Also spotted among the news today is this good post about the economic and pragmatic impact of OOXML. You are encouraged to take a quick look.
The financial equation they could eventually think about is this one: how long is this fight going to last, and looking closer into it, why is the same strategy being implemented across the whole set of Microsoft’s technologies, namely through XPS vs PDF, SilverLight vs Flash and .Net vs the Internet. Rather than fighting competition, pushing competitors to bankruptcy and trying to fool around with legislation and processes (such as the ones from ISO), perhaps the time has come to embrace the competition, and walk the line of the industry. Shareholders have had their fair share of Microsoft’s “innovation” and other “ vistasters”.

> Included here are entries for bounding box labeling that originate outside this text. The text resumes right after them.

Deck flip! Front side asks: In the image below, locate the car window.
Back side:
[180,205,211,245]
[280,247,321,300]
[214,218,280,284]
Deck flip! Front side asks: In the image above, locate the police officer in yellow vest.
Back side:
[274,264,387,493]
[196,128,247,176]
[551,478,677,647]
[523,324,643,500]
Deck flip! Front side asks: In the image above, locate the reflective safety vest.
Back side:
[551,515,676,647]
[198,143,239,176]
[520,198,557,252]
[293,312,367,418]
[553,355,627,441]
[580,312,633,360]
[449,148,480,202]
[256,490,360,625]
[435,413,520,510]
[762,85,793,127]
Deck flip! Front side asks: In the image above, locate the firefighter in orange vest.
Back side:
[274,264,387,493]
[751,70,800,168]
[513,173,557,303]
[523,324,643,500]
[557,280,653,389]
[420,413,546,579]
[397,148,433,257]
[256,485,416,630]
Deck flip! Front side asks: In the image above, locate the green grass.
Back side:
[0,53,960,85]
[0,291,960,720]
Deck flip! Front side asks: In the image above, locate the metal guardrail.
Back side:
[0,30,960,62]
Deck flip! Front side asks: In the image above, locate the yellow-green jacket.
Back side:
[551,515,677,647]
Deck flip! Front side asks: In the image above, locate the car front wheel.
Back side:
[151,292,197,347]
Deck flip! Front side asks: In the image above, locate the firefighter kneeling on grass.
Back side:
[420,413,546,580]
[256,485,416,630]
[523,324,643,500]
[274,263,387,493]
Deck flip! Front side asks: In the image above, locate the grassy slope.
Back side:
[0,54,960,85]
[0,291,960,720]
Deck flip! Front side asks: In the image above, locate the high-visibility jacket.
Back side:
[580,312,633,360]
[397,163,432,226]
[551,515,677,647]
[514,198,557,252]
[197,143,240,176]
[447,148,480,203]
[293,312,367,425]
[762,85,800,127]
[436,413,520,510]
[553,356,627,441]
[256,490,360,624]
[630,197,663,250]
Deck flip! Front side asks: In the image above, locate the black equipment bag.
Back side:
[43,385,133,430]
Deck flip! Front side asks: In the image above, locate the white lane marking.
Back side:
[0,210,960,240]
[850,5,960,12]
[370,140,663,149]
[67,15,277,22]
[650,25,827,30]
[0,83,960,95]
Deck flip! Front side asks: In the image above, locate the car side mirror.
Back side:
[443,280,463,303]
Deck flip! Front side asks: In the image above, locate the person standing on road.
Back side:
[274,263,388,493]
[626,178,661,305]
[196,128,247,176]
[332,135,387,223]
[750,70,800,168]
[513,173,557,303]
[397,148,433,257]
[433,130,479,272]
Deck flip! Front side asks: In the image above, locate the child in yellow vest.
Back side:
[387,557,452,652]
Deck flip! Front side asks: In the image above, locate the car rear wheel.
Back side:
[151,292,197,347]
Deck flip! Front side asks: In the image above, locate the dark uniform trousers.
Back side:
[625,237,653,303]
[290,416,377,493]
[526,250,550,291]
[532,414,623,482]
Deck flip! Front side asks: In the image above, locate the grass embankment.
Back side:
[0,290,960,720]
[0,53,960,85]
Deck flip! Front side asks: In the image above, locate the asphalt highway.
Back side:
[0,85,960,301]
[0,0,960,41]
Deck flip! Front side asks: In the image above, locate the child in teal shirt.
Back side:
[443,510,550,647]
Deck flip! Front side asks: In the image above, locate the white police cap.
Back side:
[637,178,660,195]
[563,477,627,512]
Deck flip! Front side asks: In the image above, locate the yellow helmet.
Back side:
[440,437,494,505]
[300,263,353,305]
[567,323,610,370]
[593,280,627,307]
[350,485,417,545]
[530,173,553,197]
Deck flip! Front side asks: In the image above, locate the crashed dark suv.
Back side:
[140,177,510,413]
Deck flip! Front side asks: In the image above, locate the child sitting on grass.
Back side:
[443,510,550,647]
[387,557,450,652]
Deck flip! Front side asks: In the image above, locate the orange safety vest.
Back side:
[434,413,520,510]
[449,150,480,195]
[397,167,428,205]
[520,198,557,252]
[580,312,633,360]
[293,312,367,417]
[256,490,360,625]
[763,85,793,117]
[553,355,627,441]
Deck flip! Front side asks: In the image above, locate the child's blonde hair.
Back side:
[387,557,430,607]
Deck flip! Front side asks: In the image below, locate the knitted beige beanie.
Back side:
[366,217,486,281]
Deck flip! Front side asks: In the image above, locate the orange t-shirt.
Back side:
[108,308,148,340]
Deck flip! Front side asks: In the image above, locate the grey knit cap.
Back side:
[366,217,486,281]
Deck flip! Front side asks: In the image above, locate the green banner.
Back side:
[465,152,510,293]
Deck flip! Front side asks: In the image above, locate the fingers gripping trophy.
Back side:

Manipulation and disinformation is still abound. Be careful. █
“That particular meeting was followed by an anonymous smear campaign against one of the TC members. A letter was faxed to the organization of the TC member in question, accusing the TC member in question of helping politicize the issue (which is, of course, untrue). I too had the dubious pleasure of hearing first hand how Microsoft attempted to remove me from the TC (they did not succeed, thanks to integrity and cojones of the organization I am affiliated with).”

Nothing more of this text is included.